Earlier this month, NVIDIA founder Jensen Huang said in an interview with Dwarkesh Patel that “if DeepSeek releases first on Huawei’s platform, that would be catastrophic for our country (the United States).” Huang believes that although DeepSeek is an open-source model that can also be used on NVIDIA products, if DeepSeek specifically optimizes for Huawei computing power, NVIDIA will be at a disadvantage under limitations such as restricted access to high-end computing power.

Now it seems that although DeepSeek has also verified the EP scheme for NVIDIA computing power, Huang’s concerns have come true. Industry insiders believe that “V4 is a product forced out by the computing power battle, and in the next year, domestic large models running on domestic cards will gradually mature.”

Lack of Multimodal Capabilities

Regrettably, although DeepSeek V4 has been released, this version remains a pure text model, lacking extensive text-to-image, text-to-video, and other multimodal capabilities. This adds difficulty for ordinary users to quickly experience and evaluate the model.
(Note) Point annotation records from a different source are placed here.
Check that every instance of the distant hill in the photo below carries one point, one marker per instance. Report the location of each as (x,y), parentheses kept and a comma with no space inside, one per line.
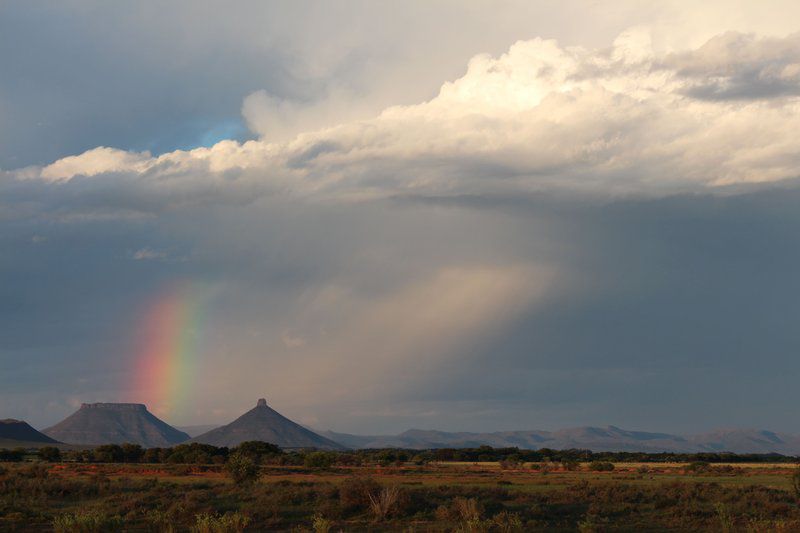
(12,430)
(610,438)
(194,431)
(115,423)
(265,424)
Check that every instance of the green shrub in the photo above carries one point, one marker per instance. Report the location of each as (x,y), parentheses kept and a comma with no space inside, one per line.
(51,454)
(318,460)
(86,522)
(242,469)
(601,466)
(213,523)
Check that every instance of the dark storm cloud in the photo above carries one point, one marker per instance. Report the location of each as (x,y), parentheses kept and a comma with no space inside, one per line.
(684,307)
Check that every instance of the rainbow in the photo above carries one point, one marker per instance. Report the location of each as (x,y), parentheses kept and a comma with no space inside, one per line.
(169,344)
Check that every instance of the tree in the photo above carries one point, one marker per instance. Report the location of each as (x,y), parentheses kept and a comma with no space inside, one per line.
(796,483)
(51,454)
(258,450)
(108,453)
(132,453)
(242,469)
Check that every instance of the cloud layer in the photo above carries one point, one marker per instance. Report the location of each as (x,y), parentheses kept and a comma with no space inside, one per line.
(623,119)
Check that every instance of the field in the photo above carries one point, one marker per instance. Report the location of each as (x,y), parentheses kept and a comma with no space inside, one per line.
(436,496)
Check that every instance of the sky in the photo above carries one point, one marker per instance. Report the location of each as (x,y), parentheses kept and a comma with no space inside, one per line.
(460,215)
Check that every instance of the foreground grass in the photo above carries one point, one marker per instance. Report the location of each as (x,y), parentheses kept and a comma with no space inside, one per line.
(435,497)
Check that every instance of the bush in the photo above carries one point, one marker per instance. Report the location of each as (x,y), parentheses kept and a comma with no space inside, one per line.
(318,460)
(796,483)
(227,523)
(242,469)
(384,502)
(86,522)
(12,456)
(258,450)
(601,466)
(354,492)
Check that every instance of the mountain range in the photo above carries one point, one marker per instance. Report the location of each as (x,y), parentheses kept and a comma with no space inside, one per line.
(115,423)
(265,424)
(104,423)
(609,438)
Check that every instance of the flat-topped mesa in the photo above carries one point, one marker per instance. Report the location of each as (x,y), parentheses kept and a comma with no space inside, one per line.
(115,423)
(115,406)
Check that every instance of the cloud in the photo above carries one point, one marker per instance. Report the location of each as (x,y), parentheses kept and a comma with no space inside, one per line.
(99,160)
(512,250)
(148,254)
(620,120)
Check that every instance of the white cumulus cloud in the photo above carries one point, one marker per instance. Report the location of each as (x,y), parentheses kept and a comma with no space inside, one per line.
(621,119)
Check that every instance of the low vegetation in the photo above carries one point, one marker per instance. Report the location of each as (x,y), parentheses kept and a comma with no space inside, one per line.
(256,487)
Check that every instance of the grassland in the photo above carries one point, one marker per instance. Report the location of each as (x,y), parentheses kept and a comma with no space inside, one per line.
(485,496)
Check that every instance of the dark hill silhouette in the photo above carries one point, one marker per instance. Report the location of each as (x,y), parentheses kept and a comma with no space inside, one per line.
(609,438)
(115,423)
(265,424)
(19,430)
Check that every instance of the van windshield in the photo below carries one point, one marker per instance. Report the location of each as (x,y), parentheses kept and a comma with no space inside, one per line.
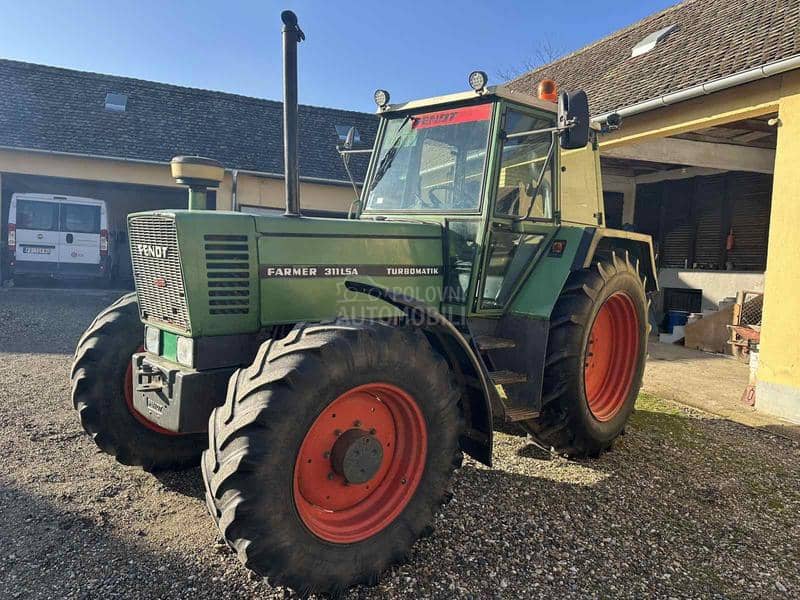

After all, with the continuous improvement of large language model capabilities and the gradual decline in hallucination rates, conventional, single knowledge question answering can no longer objectively reflect a model’s comprehensive capabilities. For most users, to intuitively feel the capabilities of the V4 model, they still need to download and use it for a while.

At the same time as the V4 series model release, DeepSeek has recently reported plans to raise 500 billion yuan. A source close to DeepSeek revealed that DeepSeek’s pre-funding valuation is 300 billion yuan, equivalent to approximately $44 billion. Tencent Holdings and Alibaba Group are currently in talks to invest in DeepSeek. However, DeepSeek has not yet responded positively to media inquiries regarding financing matters.

Perhaps, for DeepSeek founder Liang Wenfeng, in the context of slowing global large model “intelligence” growth, increasing industry talent competition, and the continuous emergence of multimodal and Agentic trends, securing financing to strengthen its capabilities at the time of the V4 release is a wise move.